The sanctuary that Moses was instructed to build was an inclusive work. Its very construction was intended to include contributions from everyone. It was also a heart work, meaning that only people who had willing hearts were to make an offering. As God was not desperate for materials, the beneficiaries of this project were to be prompted to give an offering to God. The materials used to construct the structure were intended to be functional but also aesthetically pleasing. There was both a practical and artistic component to the sanctuary. Aside from all these elements, there was an ultimate purpose for the sanctuary: “Let them make Me a sanctuary, that I may dwell among them. According to all that I show you, that is, the pattern of the tabernacle and the pattern of all its furnishings, just so you shall make it” (Ex. 25:8, 9).

“Let Them”

One of the first observations of the sanctuary that rises to the surface is that the building of the structure was committed to the hands of people. God did not make the sanctuary Himself—He asked human beings to make it for Him. Obviously, the reason for this arrangement is not that God was unable to make the sanctuary. After all, He gave explicit instructions on how the structure was to be built. Verse 2 describes their efforts to be considered an offering out of their free will and from their hearts. We see that any human effort put forth into communion with God will always be blessed by His presence.

“That I”

God is the initiator, not the Israelites. It is God who speaks to Moses; it is God who asks for the sanctuary to be built; it is God who wants to dwell among His people. God wants what we want more than we want it.

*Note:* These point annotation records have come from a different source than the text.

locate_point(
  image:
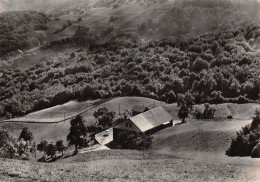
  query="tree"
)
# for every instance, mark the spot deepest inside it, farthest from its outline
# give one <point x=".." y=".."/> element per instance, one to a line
<point x="77" y="132"/>
<point x="104" y="116"/>
<point x="4" y="138"/>
<point x="183" y="113"/>
<point x="60" y="146"/>
<point x="26" y="135"/>
<point x="246" y="139"/>
<point x="42" y="147"/>
<point x="185" y="102"/>
<point x="51" y="150"/>
<point x="200" y="64"/>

Creation happened because God wanted us to exist. When Adam and Eve disobeyed, God went searching for them in the cool of the day (Gen. 3:8). In the parables of Luke, God is portrayed as searching, sweeping, and yearning for the lost. The valuable lesson that the sanctuary teaches us regarding the work of education is that God not only knows our heart’s desire—He is more invested in our success than we are.

The Pattern

God also speaks of a blueprint associated with the sanctuary, “that is, the pattern of the tabernacle and the pattern of all its furnishings” (Ex. 25:9). The sanctuary built by Moses in the wilderness was type, pattern, or mold of an original. Just as a mold can serve as an imprint on a variety of surfaces and textures, so the original heavenly sanctuary serves as a pattern for the Israelites in the wilderness, as well as a lesson book for education today.